DuPont Co. has agreed to sell its Invista fibers business to Koch Industries Inc. for $4.4 billion in cash.
In an unrelated move, DuPont also is cutting 150 jobs from its Teflon-brand fluoropolymer plant in Parkersburg, W. Va., via transfers and retirement.
The fibers unit - which includes the Lycra and Stainmaster brands - generated sales of $6.3 billion in 2002, representing about 25 percent of total sales for Wilmington, Del.-based DuPont. In February 2002, DuPont had announced plans to sell or spin off the unit, including polyester and nylon fibers, in order to focus on core businesses.
The deal does not include DuPont's polyester and nylon resin businesses.
Wichita, Kan.-based Koch also owns PET maker Kosa Inc. of Houston, which also is a major polyester fiber producer.
``By combining Invista's many capabilities and strong brands ... with the polyester business of [Koch's] Kosa subsidiaries, we will create a diverse company, well-positioned to compete in the global fibers and resins markets,'' Koch Chairman and Chief Executive Officer Charles Koch said in a Nov. 17 news release.
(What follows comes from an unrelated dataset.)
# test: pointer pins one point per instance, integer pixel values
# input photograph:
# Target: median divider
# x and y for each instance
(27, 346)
The deal includes DuPont's adipic acid and hexamethylenediamine assets, which are key raw materials used to produce DuPont's nylon 6/6 resins.
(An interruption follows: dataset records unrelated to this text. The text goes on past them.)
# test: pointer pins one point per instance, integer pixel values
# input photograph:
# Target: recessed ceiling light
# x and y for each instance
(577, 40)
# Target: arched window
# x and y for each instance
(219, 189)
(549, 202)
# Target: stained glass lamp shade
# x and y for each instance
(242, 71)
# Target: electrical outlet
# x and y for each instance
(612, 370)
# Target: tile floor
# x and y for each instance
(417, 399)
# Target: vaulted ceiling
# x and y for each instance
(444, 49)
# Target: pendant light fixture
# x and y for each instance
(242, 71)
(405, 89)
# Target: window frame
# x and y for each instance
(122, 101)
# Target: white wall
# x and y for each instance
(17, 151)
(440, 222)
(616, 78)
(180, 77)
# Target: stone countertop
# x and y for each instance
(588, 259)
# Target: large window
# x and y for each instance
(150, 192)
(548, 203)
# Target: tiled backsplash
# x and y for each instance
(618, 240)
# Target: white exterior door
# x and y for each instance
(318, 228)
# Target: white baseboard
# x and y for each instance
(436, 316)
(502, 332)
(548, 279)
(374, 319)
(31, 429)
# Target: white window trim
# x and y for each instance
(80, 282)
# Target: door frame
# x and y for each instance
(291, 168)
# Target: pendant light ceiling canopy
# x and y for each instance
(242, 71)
Koch is expected to continue to supply those materials for DuPont's market-leading nylon 6/6 business, DuPont spokesman Irv Lipp said.
No decision has been made as to whether Kosa will be fully merged and operate under the Invista name, according to Koch spokeswoman Mary Beth Jarvis. Invista is substantially larger than Kosa, with $6.3 billion in sales compared with Kosa's estimated $3 billion.
Invista also has 18,000 employees, vs. Kosa's 6,000. Kosa will supply Invista with a portion of its polyester resin needs, Jarvis added.
The move affected DuPont's plastics businesses even before it was done. In preparation for the sale, DuPont last year placed its nylon 6/6 resin, acetal, specialty polyester and copolyester businesses - as well as its shares in DuPont Dow Elastomers and DuPont Teijin Films U.S. LP - into its performance materials unit.
DuPont also moved its fluoropolymers business into its electronics and communication technologies unit.
In Parkersburg, DuPont will move 150 jobs during the next 18 months. The firm cited global overcapacity in fluoropolymers and softness in telecommunications and other sectors as reasons for the move, which will reduce the plant's employee count by almost one-third.
At the same time, DuPont is expanding the capacity of some equipment at the site, according to spokeswoman Diane Shomper. The plant's net resin output will not be affected, Shomper said.
The Parkersburg Teflon plant is the largest of three DuPont operates worldwide. The firm also produces nylon resin and other chemical products at facilities there.